Вздыхаю, обреченно отвечаю чистую правду:

— Не знаю я тайн ордена. Устал повторять: я не страж! Я — самозванец! Меня приняли за стража, там, на побережье, и я не стал этого отрицать! Не знаю я ничего про сердце! Не знаю я, каким способом мои раны вылечили! Помню, что мечом меня ударили несколько раз, в бою у брода, и все — дальше ничего не помню! Хоть жгите, хоть вешайте — не скажу ничего! Потому что не знаю!!! Вы не за того меня принимаете!!! Я не могу рассказать ничего!!! Не могу!!! Откуда самозванцу знать тайны ордена?!

— Ты все скажешь, — очень уверенно говорит инквизитор и коротко командует: — Левый на четыре оборота.

Вот теперь я понял, куда угодили мои ноги: в хитроумные тиски.
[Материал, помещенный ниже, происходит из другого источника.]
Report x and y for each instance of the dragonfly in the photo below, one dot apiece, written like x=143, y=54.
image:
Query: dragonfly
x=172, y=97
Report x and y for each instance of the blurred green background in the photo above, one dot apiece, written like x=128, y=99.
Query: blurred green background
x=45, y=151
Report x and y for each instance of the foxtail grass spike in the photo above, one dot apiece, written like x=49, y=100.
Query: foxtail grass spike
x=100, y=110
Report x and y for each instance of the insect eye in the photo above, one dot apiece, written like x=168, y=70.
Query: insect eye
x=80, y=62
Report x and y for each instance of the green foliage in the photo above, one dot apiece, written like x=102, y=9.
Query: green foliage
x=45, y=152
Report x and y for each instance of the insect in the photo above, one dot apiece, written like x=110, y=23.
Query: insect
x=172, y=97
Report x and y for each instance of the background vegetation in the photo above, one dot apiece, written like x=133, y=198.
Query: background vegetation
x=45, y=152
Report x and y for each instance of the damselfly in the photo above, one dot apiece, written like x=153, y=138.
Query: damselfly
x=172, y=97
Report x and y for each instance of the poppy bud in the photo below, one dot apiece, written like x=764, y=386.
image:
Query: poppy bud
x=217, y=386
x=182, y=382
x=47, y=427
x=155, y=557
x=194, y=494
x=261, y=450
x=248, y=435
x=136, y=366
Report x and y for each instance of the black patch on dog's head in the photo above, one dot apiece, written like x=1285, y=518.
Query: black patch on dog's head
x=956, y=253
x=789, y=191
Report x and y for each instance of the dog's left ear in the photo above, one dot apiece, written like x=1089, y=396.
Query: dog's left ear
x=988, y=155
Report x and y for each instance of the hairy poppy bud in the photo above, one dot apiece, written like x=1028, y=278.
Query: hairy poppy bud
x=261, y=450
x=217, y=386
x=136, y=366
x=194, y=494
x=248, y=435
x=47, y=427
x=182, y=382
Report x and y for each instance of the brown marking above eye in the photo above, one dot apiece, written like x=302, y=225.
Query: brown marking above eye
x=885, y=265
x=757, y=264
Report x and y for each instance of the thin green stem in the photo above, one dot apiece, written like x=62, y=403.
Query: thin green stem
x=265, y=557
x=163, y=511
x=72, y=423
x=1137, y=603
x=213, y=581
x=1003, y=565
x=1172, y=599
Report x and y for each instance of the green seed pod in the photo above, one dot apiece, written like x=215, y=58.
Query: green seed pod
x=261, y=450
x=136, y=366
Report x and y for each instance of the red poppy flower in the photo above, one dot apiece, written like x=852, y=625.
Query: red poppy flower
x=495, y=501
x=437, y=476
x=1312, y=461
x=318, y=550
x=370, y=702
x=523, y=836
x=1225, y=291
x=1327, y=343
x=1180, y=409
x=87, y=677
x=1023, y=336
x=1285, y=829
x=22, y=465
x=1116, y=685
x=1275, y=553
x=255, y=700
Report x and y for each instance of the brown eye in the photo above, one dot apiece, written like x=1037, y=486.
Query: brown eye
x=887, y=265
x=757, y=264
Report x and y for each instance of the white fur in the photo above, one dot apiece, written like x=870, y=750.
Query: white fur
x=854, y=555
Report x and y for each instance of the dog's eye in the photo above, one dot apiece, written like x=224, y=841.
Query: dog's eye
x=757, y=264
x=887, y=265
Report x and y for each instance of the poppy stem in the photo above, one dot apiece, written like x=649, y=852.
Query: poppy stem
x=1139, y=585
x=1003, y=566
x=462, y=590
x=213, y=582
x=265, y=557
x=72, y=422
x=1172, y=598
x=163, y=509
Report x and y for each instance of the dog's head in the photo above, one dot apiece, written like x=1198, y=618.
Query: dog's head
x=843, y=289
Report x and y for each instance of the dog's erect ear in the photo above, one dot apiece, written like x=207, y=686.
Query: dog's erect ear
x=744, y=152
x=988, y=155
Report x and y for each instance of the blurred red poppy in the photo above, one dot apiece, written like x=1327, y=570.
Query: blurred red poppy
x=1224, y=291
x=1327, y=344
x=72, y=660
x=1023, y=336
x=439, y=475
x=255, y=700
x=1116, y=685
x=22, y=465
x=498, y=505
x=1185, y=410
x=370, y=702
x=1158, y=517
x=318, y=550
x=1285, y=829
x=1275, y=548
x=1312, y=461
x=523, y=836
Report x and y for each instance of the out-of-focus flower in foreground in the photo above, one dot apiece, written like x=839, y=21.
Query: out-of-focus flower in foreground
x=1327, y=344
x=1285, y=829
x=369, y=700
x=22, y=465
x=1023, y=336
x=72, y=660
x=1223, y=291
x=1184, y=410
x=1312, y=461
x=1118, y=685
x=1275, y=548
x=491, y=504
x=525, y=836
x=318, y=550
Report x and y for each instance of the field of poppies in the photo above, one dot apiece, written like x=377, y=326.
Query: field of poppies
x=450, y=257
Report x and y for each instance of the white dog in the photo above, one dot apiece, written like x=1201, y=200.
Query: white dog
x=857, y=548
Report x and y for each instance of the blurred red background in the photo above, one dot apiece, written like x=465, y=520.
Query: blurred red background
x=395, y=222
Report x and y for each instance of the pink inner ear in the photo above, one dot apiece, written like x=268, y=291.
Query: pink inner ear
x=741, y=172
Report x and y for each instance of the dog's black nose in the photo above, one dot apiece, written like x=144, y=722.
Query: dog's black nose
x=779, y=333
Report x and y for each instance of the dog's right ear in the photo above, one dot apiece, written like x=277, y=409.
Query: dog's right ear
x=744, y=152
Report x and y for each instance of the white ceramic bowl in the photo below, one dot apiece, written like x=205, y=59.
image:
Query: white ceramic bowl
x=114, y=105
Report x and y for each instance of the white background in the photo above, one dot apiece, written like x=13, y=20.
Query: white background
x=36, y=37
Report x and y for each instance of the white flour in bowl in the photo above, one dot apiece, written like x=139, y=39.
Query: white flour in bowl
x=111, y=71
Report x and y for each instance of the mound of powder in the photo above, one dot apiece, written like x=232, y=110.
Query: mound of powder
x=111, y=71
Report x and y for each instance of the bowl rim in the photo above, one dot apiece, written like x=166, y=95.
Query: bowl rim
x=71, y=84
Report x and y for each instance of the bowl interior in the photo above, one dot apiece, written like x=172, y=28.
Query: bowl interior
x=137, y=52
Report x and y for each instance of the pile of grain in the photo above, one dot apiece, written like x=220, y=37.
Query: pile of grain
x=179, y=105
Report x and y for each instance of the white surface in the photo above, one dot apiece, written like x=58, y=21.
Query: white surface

И сейчас палачи начали их завинчивать. Ступню сдавило сразу с четырех сторон, загибая пальцы к пятке и одновременно сжимая с боков. Суставы затрещали, в ожидании болевого взрыва тело напряглось, выгнулось… я даже дышать перестал.

— Изменник рода человеческого, поведай про тайны ордена стражей полуденных. Поведай, пока не стало поздно!

— Да не страж я!!! Не знаю я никаких тайн!!! — почти рыдаю, понимая, что слова здесь бесполезны, — даже соврать правдоподобно не получается… пробовал уже.

— Левый на пять оборотов.

Сегодня не мой день… сознание потерять не получилось. В глазах тьма, расцвечиваемая цветными разводами и мириадами искр, во рту солено, глотку режет от перенесенной водной пытки и нечеловеческого крика, но все равно в спасительную тьму не ушел. Прочувствовал все…

— Изменник рода человеческого, слышишь меня?

Ничего не вижу и почти оглох от собственного крика.

Боже, как же больно! Хрена с два я вам отвечу — лучше думайте, что не слышу. Все равно отвечать нечего…

Увы, с этими ребятами номер не проходит:

— Правый на четыре оборота.

Теперь вторая ступня напряжена, а про то, что осталось от первой, и думать боюсь — не ощущаю там ничего, кроме монолитного сгустка нестерпимой боли.